For the first step, we have used an automated code-generation tool called Breeze XML Binder to make an initial functionality. The generated API contains objects derived from the DTD, such as Resource and Table. This API is called VOTableUtil, and the complete javadoc is available at http://www.us-vo.org/VOTable/Parser/VOTableUtil/doc/. While the generation of the API from the DTD can only be done by those who have bought the software, the generated jar files may be freely distributed.

The Table object, for example, includes a getField() method, which returns a java.util.Vector of Field objects, and from a Field, we can find the UCD attribute with getUcd(). As an example, this code fragment tries to find which field of a given table has a given UCD:

    for(int i=0; i<table.getFieldCount(); i++){
        Field field = (Field)table.getFieldAt(i);
        String u = f.getUcd();
        if(u != null && u.equals("POS_EQ_RA_MAIN"))
           System.out.println("Field " + i + " is for RA");
    }

Download here

To try out the VOTableUtil classes, download these files: Make sure your path includes the Java compiler javac and the Java runtime java. Make sure your CLASSPATH includes the three jar files. Compile with:
    javac SampleApp.java
then run with the sample XML file:
    java SampleApp cover.xml
and you should see that the XML has been read, parsed, reformatted, and output.
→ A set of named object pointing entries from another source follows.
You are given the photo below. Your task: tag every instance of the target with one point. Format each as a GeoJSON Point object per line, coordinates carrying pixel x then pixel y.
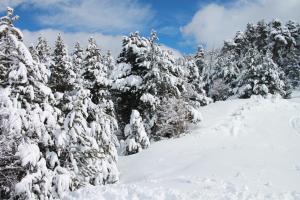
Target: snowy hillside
{"type": "Point", "coordinates": [244, 149]}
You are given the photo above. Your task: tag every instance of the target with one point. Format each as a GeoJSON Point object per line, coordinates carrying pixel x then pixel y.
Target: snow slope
{"type": "Point", "coordinates": [244, 149]}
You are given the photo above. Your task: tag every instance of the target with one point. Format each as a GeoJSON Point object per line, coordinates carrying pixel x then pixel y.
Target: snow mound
{"type": "Point", "coordinates": [243, 149]}
{"type": "Point", "coordinates": [208, 189]}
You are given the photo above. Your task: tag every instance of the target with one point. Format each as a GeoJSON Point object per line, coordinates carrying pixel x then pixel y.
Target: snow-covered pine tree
{"type": "Point", "coordinates": [199, 59]}
{"type": "Point", "coordinates": [136, 136]}
{"type": "Point", "coordinates": [92, 154]}
{"type": "Point", "coordinates": [62, 73]}
{"type": "Point", "coordinates": [77, 60]}
{"type": "Point", "coordinates": [260, 76]}
{"type": "Point", "coordinates": [28, 123]}
{"type": "Point", "coordinates": [194, 92]}
{"type": "Point", "coordinates": [43, 51]}
{"type": "Point", "coordinates": [110, 62]}
{"type": "Point", "coordinates": [96, 73]}
{"type": "Point", "coordinates": [224, 77]}
{"type": "Point", "coordinates": [145, 75]}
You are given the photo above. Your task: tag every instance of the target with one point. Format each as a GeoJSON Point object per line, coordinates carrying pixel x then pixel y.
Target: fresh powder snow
{"type": "Point", "coordinates": [249, 150]}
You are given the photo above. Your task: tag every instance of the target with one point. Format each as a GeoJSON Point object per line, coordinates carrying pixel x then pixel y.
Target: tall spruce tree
{"type": "Point", "coordinates": [62, 73]}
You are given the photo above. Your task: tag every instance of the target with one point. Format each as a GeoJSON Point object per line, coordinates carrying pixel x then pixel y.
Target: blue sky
{"type": "Point", "coordinates": [181, 24]}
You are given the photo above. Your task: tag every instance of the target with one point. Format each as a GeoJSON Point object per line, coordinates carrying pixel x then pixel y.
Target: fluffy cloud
{"type": "Point", "coordinates": [106, 16]}
{"type": "Point", "coordinates": [36, 3]}
{"type": "Point", "coordinates": [105, 42]}
{"type": "Point", "coordinates": [100, 15]}
{"type": "Point", "coordinates": [214, 23]}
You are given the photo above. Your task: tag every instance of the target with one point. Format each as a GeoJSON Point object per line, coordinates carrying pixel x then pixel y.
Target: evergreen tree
{"type": "Point", "coordinates": [28, 123]}
{"type": "Point", "coordinates": [135, 133]}
{"type": "Point", "coordinates": [147, 74]}
{"type": "Point", "coordinates": [62, 74]}
{"type": "Point", "coordinates": [261, 76]}
{"type": "Point", "coordinates": [92, 154]}
{"type": "Point", "coordinates": [77, 60]}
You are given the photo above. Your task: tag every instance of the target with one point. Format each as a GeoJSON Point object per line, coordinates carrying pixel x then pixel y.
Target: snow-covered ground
{"type": "Point", "coordinates": [244, 149]}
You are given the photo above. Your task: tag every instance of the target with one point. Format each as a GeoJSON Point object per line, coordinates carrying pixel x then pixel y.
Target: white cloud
{"type": "Point", "coordinates": [105, 42]}
{"type": "Point", "coordinates": [109, 16]}
{"type": "Point", "coordinates": [175, 52]}
{"type": "Point", "coordinates": [214, 23]}
{"type": "Point", "coordinates": [37, 3]}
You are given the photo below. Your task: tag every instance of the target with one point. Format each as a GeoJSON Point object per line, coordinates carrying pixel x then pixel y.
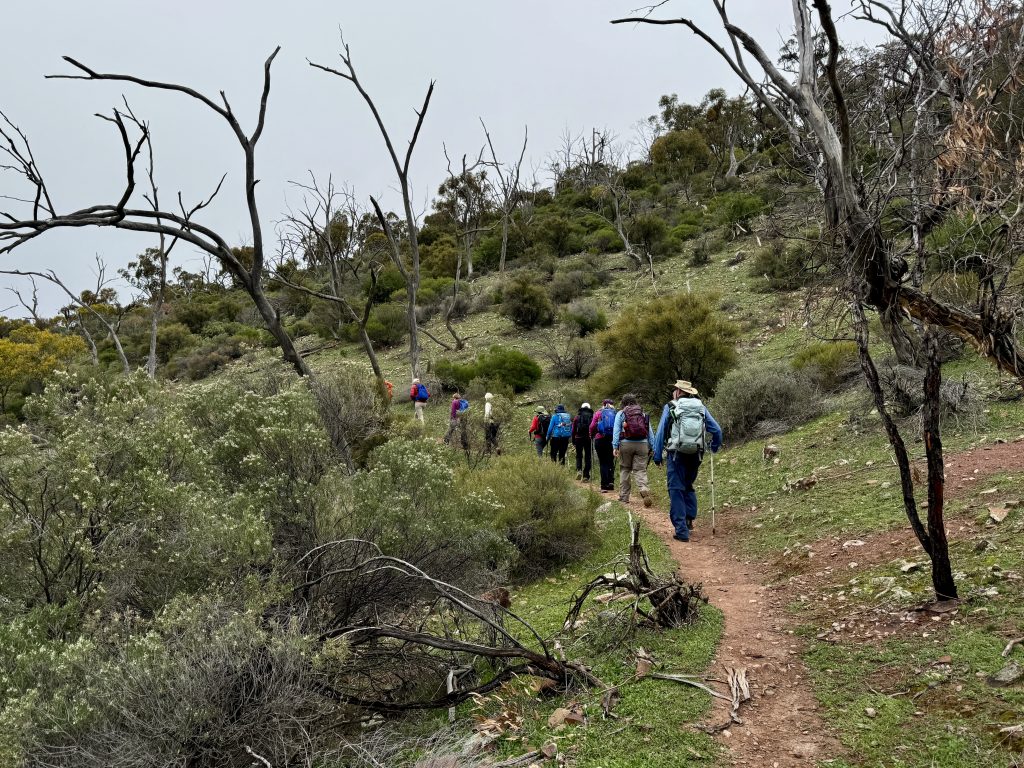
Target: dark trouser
{"type": "Point", "coordinates": [559, 446]}
{"type": "Point", "coordinates": [584, 460]}
{"type": "Point", "coordinates": [606, 458]}
{"type": "Point", "coordinates": [681, 470]}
Adding Value: the VOSingleTable

The following is an API sketch of an additional helper object that is under construction at Caltech. It is semantically equivalent to a single table (not the hierarchy that VOTable can represent). The automatically constructed Table object carries the table metadata effectively through the collection of Fields, it is not so good at the data section. A FITS file is represented only by its filename, or a base64 encoded version of the binary data; even if the data is represented by pure XML (Tabledata), there is still no parsing of strings to double, byte, float etc.

We propose to build an object VOSingleTable. It is constructed from a Table object:

    VOSingleTable(Table t)

and it has methods that extract data from the table in any desired form. Given the datatypes of the fields in the table, the Data section of the table is read, and a binary representation built. First some information about the table:

Now we come to the actual extraction of typed data from the table. The guiding principle here is that any primitive type can be converted to any other type. Thus we can apply the getFloatArray method to a table cell that contains integers (37 converted to 37.0), and all the other combinations. Complex types are converted to real by taking the real part; real converted to long/integer/short/byte by standard Java casting convention; integers are converted to logical/bit by mapping zero to false/0 and all others to true/1.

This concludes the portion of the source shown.